In JCIP Section 15.2 B. Goetz mentioned that in modern processors there was a set of instructions like compare-and-swap (CAS) which allowed us to perform non-blocking update operations.
In particular he said
CAS has three operands - a memory location V on which to operate, the expected old value A, and the new value B. CAS atomically updates V to the new value B, but only if the value in V matches the expected old value A.
Now consider a multiprocessor system. If two different processors try to compare-and-swap at the exactly same time on the same memory location, what will happen than?
The processors do not know about each other. How does such a situation manage?

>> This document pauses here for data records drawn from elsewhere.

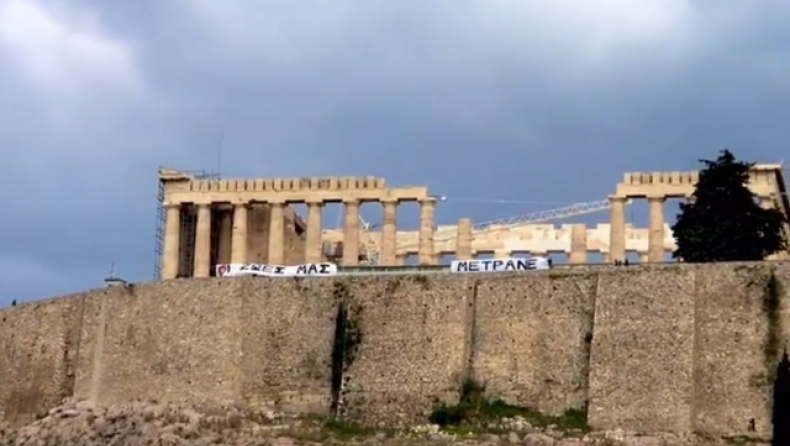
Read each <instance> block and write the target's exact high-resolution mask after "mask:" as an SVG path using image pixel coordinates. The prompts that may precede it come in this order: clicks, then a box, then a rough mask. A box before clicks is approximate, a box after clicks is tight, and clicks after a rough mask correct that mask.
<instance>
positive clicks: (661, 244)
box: [608, 195, 775, 262]
mask: <svg viewBox="0 0 790 446" xmlns="http://www.w3.org/2000/svg"><path fill="white" fill-rule="evenodd" d="M758 198H759V200H760V206H762V207H764V208H771V207H773V206H774V205H775V203H774V200H773V198H771V197H768V196H761V197H758ZM627 199H628V197H620V196H610V197H609V202H610V204H611V207H610V209H611V221H610V224H611V234H610V237H609V257H610V258H609V259H608V260H609V261H611V262H614V261H624V260H625V203H626V200H627ZM688 200H691V198H690V197H689V198H688ZM647 202H648V211H649V217H648V218H649V224H648V239H647V246H648V248H647V258H646V259H645V260H646V261H648V262H663V261H664V236H665V234H664V221H665V216H664V204H665V202H666V196H663V195H660V196H648V197H647ZM640 257H641V256H640ZM640 260H641V258H640Z"/></svg>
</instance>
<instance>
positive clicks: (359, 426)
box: [324, 418, 376, 440]
mask: <svg viewBox="0 0 790 446" xmlns="http://www.w3.org/2000/svg"><path fill="white" fill-rule="evenodd" d="M324 429H326V430H327V432H328V433H329V434H330V435H331V436H332V437H333V438H336V439H338V440H352V439H354V438H360V437H370V436H372V435H374V434H375V433H376V430H375V429H373V428H371V427H368V426H363V425H361V424H359V423H354V422H352V421H347V420H343V419H340V418H334V419H329V420H326V421H325V422H324Z"/></svg>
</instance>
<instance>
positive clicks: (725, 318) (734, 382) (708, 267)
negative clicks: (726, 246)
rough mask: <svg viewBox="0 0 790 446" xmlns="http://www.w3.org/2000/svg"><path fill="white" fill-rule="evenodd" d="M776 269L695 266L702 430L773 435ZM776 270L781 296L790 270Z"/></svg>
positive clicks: (695, 416) (778, 336)
mask: <svg viewBox="0 0 790 446" xmlns="http://www.w3.org/2000/svg"><path fill="white" fill-rule="evenodd" d="M772 269H773V268H772V267H771V265H768V264H763V265H755V264H752V265H735V266H733V267H730V268H721V267H719V268H716V267H715V266H707V267H699V268H698V269H697V300H696V302H697V305H696V312H695V313H696V334H697V342H696V349H695V350H696V355H695V356H696V368H695V382H694V394H693V400H694V402H695V413H694V420H693V421H694V424H695V428H696V430H697V431H698V432H700V433H705V434H710V435H722V434H728V435H733V436H737V435H742V436H751V435H759V436H761V437H763V438H767V437H769V436H770V434H771V402H772V399H773V395H772V391H773V379H774V376H775V368H776V364H777V363H778V362H779V359H780V358H779V355H780V354H781V348H782V345H781V344H782V337H783V336H782V335H781V331H782V327H781V322H780V320H779V319H778V308H774V309H769V308H768V307H769V306H771V305H772V303H771V300H772V299H773V298H772V296H770V291H769V287H770V286H771V285H770V284H771V280H772V279H771V278H772V274H771V272H772ZM774 273H775V276H774V277H775V278H776V279H777V283H776V285H777V287H778V288H777V291H779V292H781V289H782V288H784V287H786V286H787V285H790V282H789V280H790V274H788V273H790V268H788V265H782V266H781V267H779V268H777V269H776V270H775V271H774ZM774 297H776V298H777V300H776V301H775V304H777V307H778V304H779V299H782V300H785V301H786V300H787V299H786V298H783V297H782V296H778V295H777V296H774ZM785 303H786V302H785ZM752 429H754V430H752Z"/></svg>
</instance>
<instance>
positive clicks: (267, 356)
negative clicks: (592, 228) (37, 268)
mask: <svg viewBox="0 0 790 446" xmlns="http://www.w3.org/2000/svg"><path fill="white" fill-rule="evenodd" d="M772 271H773V277H775V278H776V280H775V281H773V282H772V279H771V277H772V274H771V273H772ZM772 283H773V285H771V284H772ZM788 286H790V263H764V264H724V265H721V264H720V265H707V266H695V265H678V266H660V267H639V266H636V267H627V268H626V267H619V268H618V267H601V268H594V269H593V268H590V269H588V270H585V269H581V270H579V271H578V272H577V271H558V270H557V271H548V272H536V273H534V274H529V275H524V274H519V275H510V276H508V275H503V276H493V275H487V276H486V275H478V276H472V275H469V276H461V277H459V276H456V275H431V276H380V277H359V278H353V277H343V278H318V279H292V278H289V279H282V280H269V279H260V278H214V279H185V280H173V281H166V282H162V283H156V284H143V285H136V286H132V287H115V288H108V289H101V290H95V291H92V292H89V293H85V294H82V295H76V296H73V297H68V298H63V299H56V300H52V301H46V302H38V303H32V304H27V305H22V306H19V307H16V308H11V309H6V310H3V311H2V312H0V321H1V322H0V348H2V350H0V353H2V357H0V380H1V381H0V382H1V383H2V385H0V407H2V409H3V411H4V413H5V417H6V418H8V419H10V420H12V421H18V420H23V421H24V419H25V418H26V417H27V419H30V418H31V417H33V416H34V415H35V414H36V413H37V412H40V411H43V410H47V409H48V408H50V407H52V406H53V405H55V404H57V403H58V402H59V401H60V399H61V398H63V397H65V396H69V395H70V394H71V393H72V392H71V391H72V389H73V391H74V392H73V393H74V395H75V396H77V397H83V398H85V397H87V398H94V399H96V400H97V401H98V402H100V403H115V402H121V401H125V400H129V399H135V398H154V399H158V400H171V401H183V400H190V401H193V402H203V401H205V402H211V403H248V404H250V405H253V406H255V407H258V408H268V407H273V408H279V409H282V410H296V411H310V412H318V411H323V412H325V411H327V410H329V408H331V407H332V406H333V405H334V403H337V402H340V403H342V404H341V405H340V407H339V410H341V411H342V413H344V414H346V415H347V416H349V417H350V418H352V419H355V420H359V421H363V422H367V423H373V424H375V423H383V422H386V423H387V424H389V425H392V424H404V423H411V422H420V423H424V422H425V418H426V417H427V415H428V414H429V413H430V411H431V409H432V408H433V405H434V404H435V403H436V401H445V402H448V403H453V402H455V400H456V399H457V398H458V392H459V389H460V384H461V382H462V381H463V378H464V377H466V376H473V377H474V378H477V379H478V380H480V381H482V382H483V383H485V384H486V386H487V390H488V393H489V395H490V396H492V397H495V398H496V397H501V398H503V399H505V400H506V401H509V402H512V403H514V404H519V405H528V406H532V407H534V408H538V409H540V410H541V411H544V412H554V413H557V412H561V411H562V410H564V409H566V408H571V407H579V406H580V405H582V404H584V402H585V401H587V400H589V421H590V423H591V424H592V425H593V426H594V427H596V428H600V429H608V428H614V427H621V428H626V429H639V430H648V431H675V432H681V433H689V432H697V433H700V434H703V435H710V436H715V437H721V436H733V437H737V436H757V437H762V438H767V436H768V433H769V432H768V429H770V402H771V401H770V399H771V395H770V391H771V388H770V382H771V379H772V377H773V373H774V369H775V366H776V363H777V360H778V357H777V356H778V355H779V354H780V353H781V349H782V347H784V345H786V342H787V340H788V334H789V333H790V305H789V303H790V298H788V296H787V295H786V292H785V290H786V289H787V287H788ZM771 289H773V291H770V292H769V291H768V290H771ZM339 302H346V303H348V304H349V309H350V312H349V321H350V322H353V324H355V325H356V328H357V329H358V331H359V334H360V338H359V339H358V341H359V342H358V343H357V344H356V346H355V348H354V349H352V350H354V352H353V355H352V359H350V360H349V361H347V362H346V363H345V364H344V370H343V379H344V385H343V386H342V388H341V389H340V390H341V392H340V394H339V395H336V394H335V392H334V390H335V389H334V387H333V382H332V380H333V377H335V376H336V375H335V374H333V373H332V366H333V364H334V361H333V359H332V358H333V355H332V350H333V347H335V346H336V345H337V338H338V337H337V331H336V329H337V324H336V322H337V319H338V318H337V309H338V303H339ZM593 308H594V315H593V314H591V310H592V309H593ZM591 330H592V338H591V339H590V336H589V335H590V331H591ZM588 343H591V346H589V350H588V345H587V344H588ZM77 347H79V348H77ZM587 355H589V364H588V362H587V361H588V359H587ZM588 379H589V384H587V383H588Z"/></svg>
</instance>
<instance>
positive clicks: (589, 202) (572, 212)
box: [399, 200, 631, 248]
mask: <svg viewBox="0 0 790 446" xmlns="http://www.w3.org/2000/svg"><path fill="white" fill-rule="evenodd" d="M629 204H631V200H628V201H626V205H629ZM610 206H611V204H610V203H609V200H599V201H591V202H587V203H576V204H572V205H570V206H565V207H561V208H556V209H549V210H545V211H538V212H533V213H530V214H524V215H517V216H515V217H507V218H500V219H496V220H491V221H487V222H482V223H477V224H474V225H472V233H478V234H481V233H482V234H484V233H486V232H490V231H493V230H498V229H507V228H512V227H514V226H522V225H528V224H535V223H541V222H546V221H552V220H558V219H561V218H567V217H573V216H576V215H583V214H591V213H594V212H599V211H602V210H605V209H609V207H610ZM456 235H457V230H456V229H445V230H439V231H436V233H435V234H434V242H443V241H447V240H451V239H453V238H455V237H456ZM415 246H416V244H409V245H406V246H403V247H399V248H404V247H405V248H413V247H415Z"/></svg>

CAS operations in the end rely on specific hardware instructions, so the actual implementation is hardware-specific. If you want to learn about the details, you need to check the specific architecture on which you're running.
On the most popular x86 architecture, you can think about CAS operations as using a lock but on a much more granular level in the hardware.
E.g. one way to achieve a CAS operation is with LOCK CMPXCHG
. LOCK
is an instruction prefix that ensures exclusive access to the corresponding memory location for the duration of the accompanying instruction. The accompanying instruction in this case is CMPXCHG
, which can literally compare and swap the value at a given memory location as a single instruction.
When you execute myAtomicInt.compareAndSet(0, 1)
from a couple of different threads and that results in a LOCK CMPXCHG
from a couple of different processors, one lucky processor will gain exclusivity first and perform its operation successfully. The locked access to this memory location is linearizable, so the remaining processors that will gain exclusivity later will have their CASes fail (unless an interleaving change introduces an ABA problem).
The memory bus locking can still be elided (see 8.1.4 Effects of a LOCK Operation on Internal Processor Caches in Intel® 64 and IA-32 Architectures Software Developer’s Manual
Another hardware approach for executing CAS operations is LL/SC (Load Linked/Store Conditional) which uses somewhat different mechanism with somewhat different characteristics.
Roughly, it splits the CAS in two parts - the initial load and the conditional store, and it discards the store if there was a change on the related memory between the initial load and the store. This can allow you to avoid the ABA problem, but it has different scalability characteristics.
Here's an example usage of LL/SC in ARM using its LDREX
and STREX
instructions.
Some architectures like SPARC don't have dedicated CAS instructions. On them CAS needs to be implemented as a combination of instructions and eventually memory barriers.